# ETL Process Tomography Data

Tomography data are available in two folders:
- data/L2 -> STD, SNR, sincos
- data/L3 -> temperature and current

In [1]:
import os
import re
import glob
import pymysql.cursors
import pandas as pd
import numpy as np
from datetime import datetime, timedelta
from sql_queries import *

In [42]:
conn = pymysql.connect(host='localhost', user='root', password='mypassword', database='tomo')
cur = conn.cursor()

In [113]:
# pd.set_option('display.max_rows', 100)
# pd.reset_option('display.max_rows')

# Stations

Because station information is not provided from the data in the folder, we need to assign station information manually.

Station is grouped in a region which identified from the ID, for example GI-01 and GI-02 are both Gili Iyang stations. New stations need to be assigned this ID which agreed by the team.

As mentioned before, data is separated into two folder: L2 and L3. So each station is also mapped to named folder.

In [3]:
stations_id = ['GI-01', 'GI-02', 'GI-03', 'GI-04']
stations_name = [None, None, None, None]
stations_l2_folder = ['GI_01', 'GI_02', 'GI_03', 'GI_04']
stations_l3_folder = ['st00', 'st01', 'st02', 'st03']
stations_current_folder = ['st00', 'st01', 'st02', 'st03']
stations_lat = [None, None, None, None]
stations_lon = [None, None, None, None]

stations_df = pd.DataFrame({
    'station_id': stations_id, 
    'name': stations_name,
    'l2_folder': stations_l2_folder,
    'l3_folder': stations_l3_folder,
    'lat': stations_lat,
    'lon': stations_lon
})

stations_df

Unnamed: 0,station_id,name,l2_folder,l3_folder,lat,lon
0,GI-01,,GI_01,st00,,
1,GI-02,,GI_02,st01,,
2,GI-03,,GI_03,st02,,
3,GI-04,,GI_04,st03,,


In [4]:
def get_station_id(stations_df, stfolder):
    result = stations_df.loc[(stations_df['l2_folder']==stfolder) | 
                             (stations_df['l3_folder']==stfolder)]
    if len(result)>1:
        raise ValueError('Multiple station folders found') 
    return result.iloc[0].station_id

In [5]:
get_station_id(stations_df, 'GI_01')

'GI-01'

Insert into Stations table

In [43]:
for index, row in stations_df[['station_id', 'name', 'lat', 'lon']].iterrows():
    cur.execute(stations_table_insert, list(row))
    conn.commit()

Run `test.ipynb` to see the inserted stations data

# Process L2 Files

First create regex for finding all csv files with specified format.

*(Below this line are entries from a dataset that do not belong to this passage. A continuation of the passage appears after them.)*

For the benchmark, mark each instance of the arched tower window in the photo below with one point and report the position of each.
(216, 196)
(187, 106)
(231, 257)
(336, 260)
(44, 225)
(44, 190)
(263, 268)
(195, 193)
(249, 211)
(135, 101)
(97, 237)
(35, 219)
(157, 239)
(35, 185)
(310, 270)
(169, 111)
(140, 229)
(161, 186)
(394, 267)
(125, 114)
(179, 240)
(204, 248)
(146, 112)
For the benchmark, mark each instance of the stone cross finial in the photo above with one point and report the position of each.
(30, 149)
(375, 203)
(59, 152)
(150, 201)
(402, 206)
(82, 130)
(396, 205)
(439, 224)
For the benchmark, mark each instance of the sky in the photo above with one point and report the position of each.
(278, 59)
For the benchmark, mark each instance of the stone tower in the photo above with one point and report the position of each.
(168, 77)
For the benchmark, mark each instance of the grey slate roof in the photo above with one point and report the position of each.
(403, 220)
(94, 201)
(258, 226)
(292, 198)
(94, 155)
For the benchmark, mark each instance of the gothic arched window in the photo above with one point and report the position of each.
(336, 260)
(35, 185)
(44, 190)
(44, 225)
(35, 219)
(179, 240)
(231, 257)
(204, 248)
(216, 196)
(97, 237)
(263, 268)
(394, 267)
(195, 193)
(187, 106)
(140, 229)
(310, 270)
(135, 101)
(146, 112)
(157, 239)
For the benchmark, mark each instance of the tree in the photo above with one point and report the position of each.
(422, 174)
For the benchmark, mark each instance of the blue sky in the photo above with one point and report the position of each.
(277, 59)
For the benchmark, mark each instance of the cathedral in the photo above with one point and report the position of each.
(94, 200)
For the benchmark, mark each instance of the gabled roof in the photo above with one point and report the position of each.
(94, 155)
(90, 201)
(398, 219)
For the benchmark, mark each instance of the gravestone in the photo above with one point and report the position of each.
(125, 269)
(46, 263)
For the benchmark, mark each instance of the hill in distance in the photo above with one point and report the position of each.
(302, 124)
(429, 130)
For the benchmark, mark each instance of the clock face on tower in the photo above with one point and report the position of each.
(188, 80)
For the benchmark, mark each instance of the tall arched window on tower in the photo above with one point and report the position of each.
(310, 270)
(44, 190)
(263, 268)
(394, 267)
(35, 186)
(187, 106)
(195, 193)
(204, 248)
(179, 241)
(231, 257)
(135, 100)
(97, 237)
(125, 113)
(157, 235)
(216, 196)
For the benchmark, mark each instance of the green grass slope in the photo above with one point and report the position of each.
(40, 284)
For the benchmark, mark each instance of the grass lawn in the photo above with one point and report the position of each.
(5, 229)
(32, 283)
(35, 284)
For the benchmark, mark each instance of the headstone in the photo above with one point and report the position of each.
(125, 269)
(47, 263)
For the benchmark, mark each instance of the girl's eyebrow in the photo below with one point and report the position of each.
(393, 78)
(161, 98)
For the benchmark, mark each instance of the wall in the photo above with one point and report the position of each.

- sincos_file_format = '1210619_04_30_00.csv'
- snr_file_format = '1210618_20_40_00_SNR.csv'
- stack_file_format = '1210619_04_10_00to1210619_00_00_00.csv'
- std_file_format = '1210619_04_20_00to1210619_00_00_00_std.csv'



In [7]:
regex_date      = '([0-9]{6}_[0-9]{2}_[0-9]{2}_[0-9]{2})'
regex_sincos    = re.compile('(?P<station>[0-9])' + regex_date + '.csv')
regex_snr       = re.compile('(?P<station>[0-9])' + regex_date + '_SNR.csv')
regex_stack     = re.compile('(?P<station>[0-9])' + regex_date + 'to' +
                             '(?P<station2>[0-9])' + regex_date + '.csv')
regex_std       = re.compile('(?P<station>[0-9])' + regex_date + 'to' +
                             '(?P<station2>[0-9])' + regex_date + '_std.csv')

In [8]:
def get_files(filepath, regex):
    all_files = []
    count_match = 0
    count_not_match = 0

    for root, dirs, files in os.walk(filepath):
        glob_files = glob.glob(os.path.join(root, '*.csv'))
        for f in glob_files:
            head, tail = os.path.split(f)
            if(regex.match(tail)):
                all_files.append(os.path.abspath(f))
                count_match +=1
            else:
                count_not_match+=1
    
    print('Found {} matching files from total {} files'.format(count_match, count_match+count_not_match))
    return all_files

If you want to see all the df, you can set max_rows setting as below

### Get daily Max SNR/STD files from all stations

Get all std files from all stations

In [31]:
std_files = get_files('data/historical_all_stations', regex_std)
# std_files = get_files('data/historical_data', regex_std)

std_files[:5]

Found 2604 matching files from total 11656 files


['C:\\workspace\\tomo\\tomo-etl\\data\\historical_all_stations\\GI_01\\1210618_04_30_00to1210618_00_00_00_std.csv',
 'C:\\workspace\\tomo\\tomo-etl\\data\\historical_all_stations\\GI_01\\1210618_04_40_00to1210618_00_00_00_std.csv',
 'C:\\workspace\\tomo\\tomo-etl\\data\\historical_all_stations\\GI_01\\1210618_04_50_00to1210618_00_00_00_std.csv',
 'C:\\workspace\\tomo\\tomo-etl\\data\\historical_all_stations\\GI_01\\1210618_05_00_00to1210618_00_00_00_std.csv',
 'C:\\workspace\\tomo\\tomo-etl\\data\\historical_all_stations\\GI_01\\1210618_05_10_00to1210618_00_00_00_std.csv']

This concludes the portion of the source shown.